I think Zaid Jilani is a little confused. While the details of the arrest and trial of Jesus are a matter of hot dispute, even within the differing accounts in the New Testament, it’s pretty clear that he wasn’t sentenced to die by any Roman court. He was arrested, most likely, on the orders of the High Priest of the Temple. His trial was in front of the Sanhedrin. which was basically occupied-Israel’s Supreme Court. And his fate was decided by the Roman prefect, Pontius Pilate, who had the ultimate jurisdiction over the case. Maybe none of that is correct, but that’s about as good as we can do with the available sources.

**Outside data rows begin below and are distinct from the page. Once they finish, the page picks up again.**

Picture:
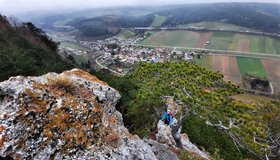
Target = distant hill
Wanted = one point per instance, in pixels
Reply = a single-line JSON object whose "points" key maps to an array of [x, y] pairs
{"points": [[265, 17], [26, 50], [108, 25]]}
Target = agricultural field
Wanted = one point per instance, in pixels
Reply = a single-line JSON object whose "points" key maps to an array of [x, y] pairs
{"points": [[126, 34], [73, 45], [228, 66], [251, 66], [220, 41], [227, 41], [272, 68], [177, 39], [244, 43], [216, 26], [158, 21], [234, 67], [81, 59]]}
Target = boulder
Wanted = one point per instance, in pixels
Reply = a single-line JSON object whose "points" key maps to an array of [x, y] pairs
{"points": [[71, 115]]}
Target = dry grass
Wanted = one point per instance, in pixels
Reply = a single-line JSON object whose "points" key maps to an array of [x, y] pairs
{"points": [[113, 140], [62, 82]]}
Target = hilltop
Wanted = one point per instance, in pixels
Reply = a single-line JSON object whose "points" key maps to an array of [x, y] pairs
{"points": [[27, 50], [104, 22]]}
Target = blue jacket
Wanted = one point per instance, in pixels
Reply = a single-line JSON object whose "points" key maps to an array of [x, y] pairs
{"points": [[165, 116]]}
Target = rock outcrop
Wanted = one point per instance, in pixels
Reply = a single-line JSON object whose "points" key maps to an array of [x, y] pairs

Now, as this pertains to Herman Cain’s argument that Jesus was “a perfect conservative” who was sentenced to die by a “liberal court,” it just proves that Herman Cain is a moron. Insofar as we can take the Gospels at face value, it’s clear that one of Jesus’s core messages was that the religious Establishment in his time was hypocritical and that they ignored the spirit of The Law in favor of the letter of The Law. In standing up to the existing authority, he questioned tradition. Mocking, berating, and humiliating existing religious authorities and questioning long-standing social mores is the opposite of conservatism. And the idea that the Sanhedrin had any liberal impulses just strikes me as ridiculous. They existed to uphold religious law.

Even if there had been a Roman trial for Jesus, that court could not be reasonably described as liberal, either. But, since Pontius Pilate is described as ambivalent about Jesus’s guilt and reluctant to execute him, I guess you could say that he was soft on crime.